Since formally joining the chamber, Mr Pitt served as its representative on a number of boards including Cityprom. In 2018 he served as vice-president.
Given his background in water and environmental business, Mr Pitt said a focus for him and the chamber was to put the health of the Tamar River at the forefront of the agenda.
"I'm very interested in the Tamar/ kanamaluka - that's something the Chamber is going to have quite a strong focus on until we see a way to increase the rate of improvement," he said.
"We acknowledge the fact that there's lots of good work happening but it's something that we think the city could really benefit from for an accelerated improvement program. That sort of gels with my background in water and environment."
Mr Pitt said accelerated improvements to the river would, as a result, boost all other developments around it including the University of Tasmania Inveresk campus development.
I don't think I said anything for about a year - I didn't really know what it was about. But, over the last six years, I've gained in confidence and understanding.Andrew Pitt
"What is the future for that industrial area beyond that? We'd [Chamber of Commerce] like to see in the long-term a bit of a renaissance in that area," he said.
Mr Pitt also noted four key steps he believes need to be taken to make Launceston one of the world's greatest regional cities by 2040.
"It's a vision people can grasp and roll with. We've seen things like the Great Regional Cities Challenge emerge ... which is a really exciting grassroots way of developing that vision," he said.
"Firstly, the city's got to remain a fairly distinctive place ... it's got to be somewhere rather than anywhere and the business community is really important in that because the culture of a place, especially one that has this history of enterprise and commerce over its history - the business community is an important part of that culture."
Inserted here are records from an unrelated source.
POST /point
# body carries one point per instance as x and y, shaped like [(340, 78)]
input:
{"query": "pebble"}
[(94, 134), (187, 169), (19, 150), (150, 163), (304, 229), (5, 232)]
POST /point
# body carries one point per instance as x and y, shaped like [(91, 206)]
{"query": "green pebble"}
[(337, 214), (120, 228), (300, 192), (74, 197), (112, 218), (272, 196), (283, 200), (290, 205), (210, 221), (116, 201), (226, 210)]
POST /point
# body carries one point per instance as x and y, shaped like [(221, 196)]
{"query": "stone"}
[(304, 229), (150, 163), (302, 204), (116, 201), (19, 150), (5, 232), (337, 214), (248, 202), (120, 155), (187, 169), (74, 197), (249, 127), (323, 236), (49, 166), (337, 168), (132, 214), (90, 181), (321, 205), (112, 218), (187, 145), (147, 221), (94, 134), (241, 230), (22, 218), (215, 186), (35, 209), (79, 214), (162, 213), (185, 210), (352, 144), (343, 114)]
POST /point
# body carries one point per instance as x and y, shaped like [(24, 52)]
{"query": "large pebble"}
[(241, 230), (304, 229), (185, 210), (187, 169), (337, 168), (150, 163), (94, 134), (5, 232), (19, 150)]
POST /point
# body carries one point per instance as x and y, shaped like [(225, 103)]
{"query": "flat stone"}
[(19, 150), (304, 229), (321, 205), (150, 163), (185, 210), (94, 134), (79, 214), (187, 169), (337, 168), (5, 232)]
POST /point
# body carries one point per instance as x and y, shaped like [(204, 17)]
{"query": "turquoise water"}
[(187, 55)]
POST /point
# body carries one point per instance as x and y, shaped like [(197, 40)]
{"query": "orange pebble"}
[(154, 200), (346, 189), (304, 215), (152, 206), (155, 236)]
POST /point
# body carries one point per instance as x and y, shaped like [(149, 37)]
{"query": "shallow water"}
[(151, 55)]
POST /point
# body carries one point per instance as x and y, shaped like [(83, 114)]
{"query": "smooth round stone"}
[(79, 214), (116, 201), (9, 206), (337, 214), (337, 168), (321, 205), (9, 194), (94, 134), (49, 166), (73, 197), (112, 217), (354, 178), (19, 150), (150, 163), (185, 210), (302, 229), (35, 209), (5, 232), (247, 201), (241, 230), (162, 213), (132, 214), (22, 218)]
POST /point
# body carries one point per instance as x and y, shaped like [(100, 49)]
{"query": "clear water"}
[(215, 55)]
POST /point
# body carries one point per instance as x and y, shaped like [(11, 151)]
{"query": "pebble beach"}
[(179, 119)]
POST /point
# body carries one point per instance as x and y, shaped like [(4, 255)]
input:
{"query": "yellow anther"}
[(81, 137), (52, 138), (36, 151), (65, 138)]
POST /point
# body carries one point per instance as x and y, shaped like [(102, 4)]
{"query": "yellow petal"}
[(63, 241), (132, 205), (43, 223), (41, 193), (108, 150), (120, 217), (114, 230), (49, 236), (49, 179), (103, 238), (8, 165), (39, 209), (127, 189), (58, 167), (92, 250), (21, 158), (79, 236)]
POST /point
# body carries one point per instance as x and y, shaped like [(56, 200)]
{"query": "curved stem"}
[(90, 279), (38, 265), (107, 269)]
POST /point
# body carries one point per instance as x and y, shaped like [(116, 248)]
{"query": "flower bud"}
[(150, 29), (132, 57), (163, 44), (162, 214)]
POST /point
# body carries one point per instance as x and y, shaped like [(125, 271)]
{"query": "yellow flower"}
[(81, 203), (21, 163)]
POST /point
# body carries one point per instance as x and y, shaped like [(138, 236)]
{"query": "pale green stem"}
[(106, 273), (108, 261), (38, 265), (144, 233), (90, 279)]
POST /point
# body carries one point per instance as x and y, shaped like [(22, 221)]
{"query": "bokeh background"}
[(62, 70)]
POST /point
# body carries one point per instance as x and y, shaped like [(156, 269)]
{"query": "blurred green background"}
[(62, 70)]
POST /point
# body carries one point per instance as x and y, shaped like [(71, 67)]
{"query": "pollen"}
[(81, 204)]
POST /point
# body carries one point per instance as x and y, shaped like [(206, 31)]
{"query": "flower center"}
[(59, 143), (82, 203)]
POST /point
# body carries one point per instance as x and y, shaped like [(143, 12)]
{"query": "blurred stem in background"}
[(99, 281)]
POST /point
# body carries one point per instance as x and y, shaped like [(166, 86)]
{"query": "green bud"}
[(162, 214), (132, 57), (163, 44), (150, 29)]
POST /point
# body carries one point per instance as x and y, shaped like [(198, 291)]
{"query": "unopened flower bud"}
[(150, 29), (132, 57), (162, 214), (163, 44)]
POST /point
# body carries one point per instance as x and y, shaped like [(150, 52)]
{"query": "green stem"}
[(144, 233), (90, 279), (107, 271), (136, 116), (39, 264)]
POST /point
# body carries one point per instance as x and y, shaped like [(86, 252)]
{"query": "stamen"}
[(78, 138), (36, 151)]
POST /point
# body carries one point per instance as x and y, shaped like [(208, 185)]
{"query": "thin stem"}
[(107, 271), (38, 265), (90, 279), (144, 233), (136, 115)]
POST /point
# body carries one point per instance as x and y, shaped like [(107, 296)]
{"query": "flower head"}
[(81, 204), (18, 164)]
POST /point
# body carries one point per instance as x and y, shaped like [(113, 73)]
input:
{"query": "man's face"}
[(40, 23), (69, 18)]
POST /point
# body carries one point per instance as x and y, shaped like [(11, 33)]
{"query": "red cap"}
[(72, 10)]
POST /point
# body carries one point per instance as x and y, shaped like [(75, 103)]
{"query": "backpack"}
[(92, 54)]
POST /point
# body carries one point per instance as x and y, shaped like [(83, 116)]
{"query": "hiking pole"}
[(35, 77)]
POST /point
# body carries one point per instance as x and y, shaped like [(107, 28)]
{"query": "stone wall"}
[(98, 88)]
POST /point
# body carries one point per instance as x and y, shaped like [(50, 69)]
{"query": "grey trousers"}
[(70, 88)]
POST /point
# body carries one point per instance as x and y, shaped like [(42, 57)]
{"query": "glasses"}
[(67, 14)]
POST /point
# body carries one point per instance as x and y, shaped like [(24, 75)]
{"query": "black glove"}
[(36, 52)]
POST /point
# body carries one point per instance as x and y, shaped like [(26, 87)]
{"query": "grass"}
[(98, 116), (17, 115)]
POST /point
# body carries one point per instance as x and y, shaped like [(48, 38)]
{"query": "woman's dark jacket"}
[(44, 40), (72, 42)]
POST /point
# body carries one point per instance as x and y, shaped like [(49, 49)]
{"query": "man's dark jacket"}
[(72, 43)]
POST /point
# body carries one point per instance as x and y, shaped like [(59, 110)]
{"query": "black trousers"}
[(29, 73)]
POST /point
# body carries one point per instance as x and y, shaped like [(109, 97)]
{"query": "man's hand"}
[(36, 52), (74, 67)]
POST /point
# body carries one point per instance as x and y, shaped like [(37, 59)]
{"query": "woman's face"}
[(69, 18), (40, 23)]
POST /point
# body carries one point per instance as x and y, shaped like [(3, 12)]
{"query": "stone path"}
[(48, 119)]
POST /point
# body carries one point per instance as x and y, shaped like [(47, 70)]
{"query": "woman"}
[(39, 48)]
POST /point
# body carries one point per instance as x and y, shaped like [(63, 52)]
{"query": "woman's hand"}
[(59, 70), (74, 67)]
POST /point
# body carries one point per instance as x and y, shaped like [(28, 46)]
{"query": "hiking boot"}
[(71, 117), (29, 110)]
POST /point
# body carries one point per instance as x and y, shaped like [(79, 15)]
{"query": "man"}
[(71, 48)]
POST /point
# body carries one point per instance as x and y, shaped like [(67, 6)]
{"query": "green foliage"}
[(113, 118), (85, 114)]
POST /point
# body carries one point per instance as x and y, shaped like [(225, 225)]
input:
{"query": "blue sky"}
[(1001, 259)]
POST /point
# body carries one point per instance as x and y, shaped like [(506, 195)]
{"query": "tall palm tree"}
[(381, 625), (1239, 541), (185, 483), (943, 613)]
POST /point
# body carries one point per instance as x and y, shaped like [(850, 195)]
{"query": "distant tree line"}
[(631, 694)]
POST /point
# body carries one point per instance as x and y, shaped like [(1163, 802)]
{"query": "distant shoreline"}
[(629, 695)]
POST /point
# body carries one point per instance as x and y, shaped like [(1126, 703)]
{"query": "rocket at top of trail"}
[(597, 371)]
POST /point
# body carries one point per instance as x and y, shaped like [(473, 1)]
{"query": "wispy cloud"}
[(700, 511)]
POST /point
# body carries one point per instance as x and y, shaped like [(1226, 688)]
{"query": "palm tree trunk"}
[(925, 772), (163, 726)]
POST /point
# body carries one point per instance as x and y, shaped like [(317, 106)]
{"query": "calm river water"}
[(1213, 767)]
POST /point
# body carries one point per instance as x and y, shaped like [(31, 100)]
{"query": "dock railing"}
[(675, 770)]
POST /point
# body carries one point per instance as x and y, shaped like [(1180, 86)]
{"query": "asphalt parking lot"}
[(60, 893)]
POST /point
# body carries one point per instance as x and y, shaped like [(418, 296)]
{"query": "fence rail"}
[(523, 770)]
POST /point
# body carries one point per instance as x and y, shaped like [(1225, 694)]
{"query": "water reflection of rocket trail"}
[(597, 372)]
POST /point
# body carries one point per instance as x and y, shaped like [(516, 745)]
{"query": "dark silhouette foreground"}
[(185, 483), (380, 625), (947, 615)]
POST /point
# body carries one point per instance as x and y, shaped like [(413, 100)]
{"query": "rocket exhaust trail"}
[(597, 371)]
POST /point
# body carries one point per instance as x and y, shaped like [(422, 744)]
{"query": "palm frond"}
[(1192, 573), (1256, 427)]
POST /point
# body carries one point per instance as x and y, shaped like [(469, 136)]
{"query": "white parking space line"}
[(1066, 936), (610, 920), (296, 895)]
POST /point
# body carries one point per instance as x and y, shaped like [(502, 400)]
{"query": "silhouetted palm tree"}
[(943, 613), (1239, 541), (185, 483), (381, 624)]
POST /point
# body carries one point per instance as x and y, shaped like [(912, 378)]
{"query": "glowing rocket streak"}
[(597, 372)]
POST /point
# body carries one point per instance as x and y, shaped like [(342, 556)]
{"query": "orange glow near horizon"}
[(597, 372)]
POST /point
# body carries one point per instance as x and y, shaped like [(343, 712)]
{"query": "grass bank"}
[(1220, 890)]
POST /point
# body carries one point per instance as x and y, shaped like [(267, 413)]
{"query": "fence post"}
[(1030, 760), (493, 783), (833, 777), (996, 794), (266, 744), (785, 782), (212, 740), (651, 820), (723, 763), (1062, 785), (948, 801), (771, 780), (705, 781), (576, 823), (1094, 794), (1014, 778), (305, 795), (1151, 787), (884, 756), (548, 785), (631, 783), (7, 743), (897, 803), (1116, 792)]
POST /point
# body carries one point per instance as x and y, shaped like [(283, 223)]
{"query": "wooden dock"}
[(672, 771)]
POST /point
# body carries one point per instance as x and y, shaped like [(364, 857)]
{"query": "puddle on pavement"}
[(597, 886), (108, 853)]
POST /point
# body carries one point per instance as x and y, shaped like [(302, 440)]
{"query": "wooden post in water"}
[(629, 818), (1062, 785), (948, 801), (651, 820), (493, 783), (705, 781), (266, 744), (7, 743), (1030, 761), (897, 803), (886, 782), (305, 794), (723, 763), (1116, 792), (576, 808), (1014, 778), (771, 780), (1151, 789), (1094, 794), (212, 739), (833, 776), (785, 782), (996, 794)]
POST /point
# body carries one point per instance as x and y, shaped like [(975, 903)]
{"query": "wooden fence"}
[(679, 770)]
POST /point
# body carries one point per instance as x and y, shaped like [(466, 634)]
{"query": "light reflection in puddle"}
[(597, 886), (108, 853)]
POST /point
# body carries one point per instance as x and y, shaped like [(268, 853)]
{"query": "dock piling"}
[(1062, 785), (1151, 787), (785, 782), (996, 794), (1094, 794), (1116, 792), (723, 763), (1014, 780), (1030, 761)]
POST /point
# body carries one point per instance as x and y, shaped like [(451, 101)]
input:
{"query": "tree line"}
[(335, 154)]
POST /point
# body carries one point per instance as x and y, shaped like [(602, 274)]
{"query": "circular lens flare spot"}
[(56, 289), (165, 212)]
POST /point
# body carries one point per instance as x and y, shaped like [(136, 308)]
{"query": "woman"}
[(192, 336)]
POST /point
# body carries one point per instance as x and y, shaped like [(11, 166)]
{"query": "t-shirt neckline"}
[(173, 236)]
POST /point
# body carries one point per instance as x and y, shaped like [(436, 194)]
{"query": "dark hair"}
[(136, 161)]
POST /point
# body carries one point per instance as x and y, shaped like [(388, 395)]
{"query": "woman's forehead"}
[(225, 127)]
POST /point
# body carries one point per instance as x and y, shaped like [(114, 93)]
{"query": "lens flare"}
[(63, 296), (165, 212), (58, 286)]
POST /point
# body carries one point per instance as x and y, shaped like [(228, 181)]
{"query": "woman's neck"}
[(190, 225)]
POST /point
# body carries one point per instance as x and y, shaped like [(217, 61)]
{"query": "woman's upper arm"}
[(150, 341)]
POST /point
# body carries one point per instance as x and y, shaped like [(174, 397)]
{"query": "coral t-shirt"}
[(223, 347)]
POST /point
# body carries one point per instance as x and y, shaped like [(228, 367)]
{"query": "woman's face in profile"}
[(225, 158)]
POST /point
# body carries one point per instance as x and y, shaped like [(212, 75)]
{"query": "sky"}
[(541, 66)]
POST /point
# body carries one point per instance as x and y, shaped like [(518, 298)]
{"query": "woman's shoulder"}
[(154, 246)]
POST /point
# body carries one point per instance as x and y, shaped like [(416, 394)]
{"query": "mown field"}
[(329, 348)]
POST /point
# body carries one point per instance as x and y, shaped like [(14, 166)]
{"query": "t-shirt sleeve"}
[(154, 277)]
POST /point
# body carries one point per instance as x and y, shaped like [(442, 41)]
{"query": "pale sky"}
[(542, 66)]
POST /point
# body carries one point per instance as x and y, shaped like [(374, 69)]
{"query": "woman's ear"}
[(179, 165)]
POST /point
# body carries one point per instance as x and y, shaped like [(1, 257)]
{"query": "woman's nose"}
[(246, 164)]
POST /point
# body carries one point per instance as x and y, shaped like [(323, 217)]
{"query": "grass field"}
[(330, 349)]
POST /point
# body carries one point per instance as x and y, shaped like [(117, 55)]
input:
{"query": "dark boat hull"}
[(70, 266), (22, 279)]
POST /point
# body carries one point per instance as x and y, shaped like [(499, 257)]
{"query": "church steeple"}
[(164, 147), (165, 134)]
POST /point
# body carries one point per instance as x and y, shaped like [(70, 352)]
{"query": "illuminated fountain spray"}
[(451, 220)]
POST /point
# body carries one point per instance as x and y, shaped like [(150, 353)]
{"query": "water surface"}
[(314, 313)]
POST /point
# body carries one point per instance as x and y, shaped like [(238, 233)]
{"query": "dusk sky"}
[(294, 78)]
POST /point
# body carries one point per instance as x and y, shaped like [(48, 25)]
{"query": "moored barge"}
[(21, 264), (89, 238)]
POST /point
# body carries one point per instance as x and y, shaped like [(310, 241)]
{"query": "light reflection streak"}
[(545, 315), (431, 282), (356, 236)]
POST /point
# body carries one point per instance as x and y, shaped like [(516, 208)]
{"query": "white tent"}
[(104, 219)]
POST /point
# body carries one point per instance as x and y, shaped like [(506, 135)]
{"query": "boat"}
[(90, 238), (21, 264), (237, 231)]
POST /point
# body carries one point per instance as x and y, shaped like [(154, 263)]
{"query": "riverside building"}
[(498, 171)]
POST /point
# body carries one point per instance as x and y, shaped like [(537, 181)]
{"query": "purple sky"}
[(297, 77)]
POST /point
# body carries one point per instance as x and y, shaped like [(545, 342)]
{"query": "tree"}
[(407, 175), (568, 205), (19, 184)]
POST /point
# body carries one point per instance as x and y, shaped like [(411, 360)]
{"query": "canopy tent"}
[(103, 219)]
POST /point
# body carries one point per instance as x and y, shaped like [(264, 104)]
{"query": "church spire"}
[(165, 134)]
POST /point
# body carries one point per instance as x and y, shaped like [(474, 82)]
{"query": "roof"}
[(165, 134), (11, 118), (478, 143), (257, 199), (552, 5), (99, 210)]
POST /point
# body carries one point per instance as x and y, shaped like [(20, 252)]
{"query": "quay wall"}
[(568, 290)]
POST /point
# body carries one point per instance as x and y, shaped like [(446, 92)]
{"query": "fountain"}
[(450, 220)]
The second step, according to Mr Pitt, is establishing a strong identity that would gain global renown, resulting in people coming here to live and visit.
"It gives the community a sense of pride and unity, I think that's really important ... food and beverage systems are emerging quite strongly as that identity at the moment," he said.
Following that, however was the importance of sustainability and growing Launceston at a healthy rate.
"The city's going to continue to grow, we've got substantial demographic challenges - we need skilled migration and we need to keep the people that have moved here recently," Mr Pitt said.
"We also need to make sure that growth remains equitable and doesn't drive disparity and we need to make sure it's environmentally sustainable and we're resilient in the face of climate change."
Finally, Mr Pitt said fostering creativity is a really important stage in making Launceston truly great.
"The fundamental ingredient for a creative city is a really strong education sector. That's why the chamber's very supportive of the Northern transformation, for example," he said.
Inner city business and living was another issue that Mr Pitt had been on the forefront of.
"This is an issue that's close to my heart given my business in the CBD ... even in the last 10 years I've been here I've noticed big changes in the city," he said.
"There's been a change where there seems to be more hospitality and both professional and personal services and there's probably less retailing.
"The needs of residents is quite different to the needs of businesses so balancing that is going to be interesting moving forward."